To listen to the full episode on exits with Ariel, click here (best enjoyed after Part 1 the journey).

Team

Even a story built around the best idea or plot twist relies on compelling characters to make it worthwhile, and success in your startup is no different. We will preach it till the cows come home, team is everything! When it comes to deciding if you’ve reached the critical height and the timing is right to jump (sell), it’s your team who will be there with you, going all in or not, investing their efforts during challenging times. 

Despite pressure coming from VC’s or your private life haunting you with the lures of getting a “real job”, your team, driven by a mission and an honest corporate culture, will support you to keep pushing if you haven’t reached critical height or potential. 

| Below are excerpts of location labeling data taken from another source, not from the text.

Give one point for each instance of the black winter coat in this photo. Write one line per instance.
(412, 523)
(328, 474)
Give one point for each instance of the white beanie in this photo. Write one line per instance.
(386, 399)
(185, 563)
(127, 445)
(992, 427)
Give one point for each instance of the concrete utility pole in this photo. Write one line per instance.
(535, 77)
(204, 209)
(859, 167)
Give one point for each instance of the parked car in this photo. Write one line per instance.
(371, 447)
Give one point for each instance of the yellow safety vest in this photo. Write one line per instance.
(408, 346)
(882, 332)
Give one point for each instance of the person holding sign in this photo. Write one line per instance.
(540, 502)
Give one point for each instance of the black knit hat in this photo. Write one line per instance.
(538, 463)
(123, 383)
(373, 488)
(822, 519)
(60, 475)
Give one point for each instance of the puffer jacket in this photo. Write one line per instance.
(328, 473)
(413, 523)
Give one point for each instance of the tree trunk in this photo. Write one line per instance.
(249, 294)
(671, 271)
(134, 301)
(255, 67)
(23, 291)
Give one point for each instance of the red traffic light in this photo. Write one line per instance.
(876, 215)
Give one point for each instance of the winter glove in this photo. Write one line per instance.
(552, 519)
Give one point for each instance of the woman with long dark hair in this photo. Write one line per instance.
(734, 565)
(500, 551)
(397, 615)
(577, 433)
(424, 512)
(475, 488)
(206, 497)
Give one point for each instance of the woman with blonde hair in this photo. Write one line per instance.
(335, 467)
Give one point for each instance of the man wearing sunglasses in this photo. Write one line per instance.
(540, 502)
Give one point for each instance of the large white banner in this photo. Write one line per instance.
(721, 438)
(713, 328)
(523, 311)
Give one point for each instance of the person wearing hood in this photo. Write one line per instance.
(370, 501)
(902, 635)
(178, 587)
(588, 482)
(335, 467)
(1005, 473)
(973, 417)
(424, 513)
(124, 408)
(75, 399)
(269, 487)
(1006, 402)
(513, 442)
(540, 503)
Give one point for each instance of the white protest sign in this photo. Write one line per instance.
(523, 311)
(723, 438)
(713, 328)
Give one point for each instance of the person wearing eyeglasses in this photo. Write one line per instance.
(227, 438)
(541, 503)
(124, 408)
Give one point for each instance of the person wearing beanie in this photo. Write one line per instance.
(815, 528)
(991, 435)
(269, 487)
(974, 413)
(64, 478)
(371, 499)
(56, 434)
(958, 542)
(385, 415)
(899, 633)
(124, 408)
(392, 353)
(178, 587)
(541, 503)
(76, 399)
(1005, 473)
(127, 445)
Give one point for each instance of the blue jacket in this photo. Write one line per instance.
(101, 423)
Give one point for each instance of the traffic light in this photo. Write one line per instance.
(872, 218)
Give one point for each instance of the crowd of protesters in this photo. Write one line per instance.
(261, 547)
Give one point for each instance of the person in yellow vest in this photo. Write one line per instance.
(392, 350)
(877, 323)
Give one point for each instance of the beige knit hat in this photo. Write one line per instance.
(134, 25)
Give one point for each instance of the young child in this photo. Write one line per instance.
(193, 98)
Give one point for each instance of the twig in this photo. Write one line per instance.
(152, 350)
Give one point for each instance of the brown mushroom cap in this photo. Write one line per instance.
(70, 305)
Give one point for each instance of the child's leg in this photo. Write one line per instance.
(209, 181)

Essence: At the end of the day you have to believe in what you’re doing. VC’s might steer you away from the riskier decisions or going international. Keep a handle on your own parachute, you and your team hold the rip cord on your destiny. 

Trust

You may have noticed a common thread across our interviews when we ask the opening question of mistakes Swiss entrepreneurs tend to make, the answer is almost always rooted in trust. 

This time we are talking about self-trust and believing in your product and the market against any looming risks. Selling too early and thinking small, are traps which are easy to fall into when in the geographically small Switzerland or Europe. Consider the following trap and alternate approach…

Scenario:

You’re running out of money, the option to sell comes up and is tempting you to a more comfortable outcome. 

Trust Actions: 

Be up front with your team, discuss salary cuts and repayment plans. Harness team culture against obstacles – you acknowledge that you need to be able to take hits to later take victories and you decide to fight for every customer like life and death. 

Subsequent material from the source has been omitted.